Syria. To nie jest kraj dla kobiet
20. Festiwal Filmowy Millenium Docs Against Gravity dobiega końca (przed nami jeszcze część online), a ja chciałabym zwrócić uwagę na dwa dokumenty o kobietach w Syrii.
Te filmy w zasadzie wszystko dzieli, a łączy miejsce akcji – Syria. „Pod niebem Damaszku” (reż. Heba Khaled, Talal Derki, Ali Wajeeh) to próba opowiedzenia o jednym z największych tematów tabu w tym kraju – molestowaniu i wykorzystywaniu seksualnym kobiet. Historia jest osnuta wokół kilku kobiet, które chcą napisać scenariusz przedstawienia zatytułowanego po prostu „Sztuka”. Ma być oparty na relacjach kobiet, które doświadczyły przemocy seksualnej. Ten film dowodzi, jak wiele w Syrii pod tym względem jest do zrobienia – opresja czai się niemal na każdym kroku. Kobiety są wykorzystywane, bo pozwala na to doskonale stworzony system utrwalony zmową milczenia. Padają ofiarami ojców, mężów, szefów – praktycznie nie mają jak się bronić. Uciekając przed przemocą domową, zmuszone są zostawić oprawcom swoje dzieci i żyć z poczuciem winy za coś, za co przecież nie ponoszą odpowiedzialności. „Pod niebem” to w pewnym sensie film w filmie – kamera prowadzi nas przez historie kobiet, ale nie mniej ważne jest to, co dzieje się podczas dokumentowania samego procesu powstawania „Sztuki” i dramatycznego zwrotu akcji w czasie prac nad spektaklem.

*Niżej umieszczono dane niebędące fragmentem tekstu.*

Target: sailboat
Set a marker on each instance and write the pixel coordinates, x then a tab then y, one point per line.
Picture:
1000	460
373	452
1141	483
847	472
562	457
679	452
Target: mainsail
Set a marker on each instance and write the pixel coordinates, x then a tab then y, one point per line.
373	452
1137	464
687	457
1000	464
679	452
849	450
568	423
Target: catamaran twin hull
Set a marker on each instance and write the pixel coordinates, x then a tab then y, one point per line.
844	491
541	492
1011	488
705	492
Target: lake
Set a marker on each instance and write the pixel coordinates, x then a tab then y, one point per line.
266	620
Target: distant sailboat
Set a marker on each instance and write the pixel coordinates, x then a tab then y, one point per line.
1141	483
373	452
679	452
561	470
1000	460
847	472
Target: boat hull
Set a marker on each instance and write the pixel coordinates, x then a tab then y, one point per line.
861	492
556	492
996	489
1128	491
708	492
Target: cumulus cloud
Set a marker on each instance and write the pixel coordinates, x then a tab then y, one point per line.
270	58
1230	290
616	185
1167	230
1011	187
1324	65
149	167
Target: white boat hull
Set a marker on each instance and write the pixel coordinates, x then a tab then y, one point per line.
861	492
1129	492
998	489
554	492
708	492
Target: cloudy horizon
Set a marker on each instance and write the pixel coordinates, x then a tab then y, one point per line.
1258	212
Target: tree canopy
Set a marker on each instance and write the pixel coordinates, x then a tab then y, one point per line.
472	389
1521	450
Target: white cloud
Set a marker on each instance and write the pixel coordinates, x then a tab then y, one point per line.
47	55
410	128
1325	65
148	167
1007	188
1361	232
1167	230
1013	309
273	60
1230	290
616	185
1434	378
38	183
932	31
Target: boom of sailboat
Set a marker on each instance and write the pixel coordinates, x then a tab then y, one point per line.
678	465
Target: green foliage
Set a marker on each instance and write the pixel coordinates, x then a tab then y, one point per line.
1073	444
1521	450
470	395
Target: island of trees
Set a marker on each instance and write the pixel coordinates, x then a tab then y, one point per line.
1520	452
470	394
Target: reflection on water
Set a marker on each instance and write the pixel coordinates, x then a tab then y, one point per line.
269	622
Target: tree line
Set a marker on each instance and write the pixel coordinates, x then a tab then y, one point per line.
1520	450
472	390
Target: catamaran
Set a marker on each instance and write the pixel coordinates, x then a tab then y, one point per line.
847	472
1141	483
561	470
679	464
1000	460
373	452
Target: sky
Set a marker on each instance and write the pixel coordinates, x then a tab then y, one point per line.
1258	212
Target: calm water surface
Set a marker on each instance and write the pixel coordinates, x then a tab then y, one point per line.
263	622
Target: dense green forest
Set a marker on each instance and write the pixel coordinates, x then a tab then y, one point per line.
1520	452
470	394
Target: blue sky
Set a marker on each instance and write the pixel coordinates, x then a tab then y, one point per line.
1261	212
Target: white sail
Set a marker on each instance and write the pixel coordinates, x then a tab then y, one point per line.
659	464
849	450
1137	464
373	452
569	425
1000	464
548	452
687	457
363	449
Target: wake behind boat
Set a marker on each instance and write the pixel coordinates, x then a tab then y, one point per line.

To, co może rozczarowuje, to niedopowiedzenia, półsłówka – nie dowiadujemy się np., na czym dokładnie polegała wina jednej z bohaterek, byłej aktorki, która po latach w więzieniu staje się de facto bezdomna i musi tułać się po znajomych. Inne bohaterki też nie mówią wprost, domyślamy się, co się działo w hotelowych pokojach, gdzie były podstępnie zwabiane – to też część systemu, wiadomo, że kobieta nie odważy się mówić, bo naraziłoby to całą jej rodzinę na utratę honoru, a to sprawa najważniejsza, ważniejsza nawet niż życie. Nie chciałabym zdradzać zbyt wielu szczegółów, może część z Państwa zdecyduje się zobaczyć ten film – zdecydowanie warto, bo niewiele dociera do nas dokumentów o Syrii, które nie byłyby np. kolejną historią o Państwie Islamskim czy wojnie domowej. W „Pod niebem” wojna jest tłem, nie główną osią filmu, dodatkowym czynnikiem pogłębiającym krzywdę i izolację kobiet.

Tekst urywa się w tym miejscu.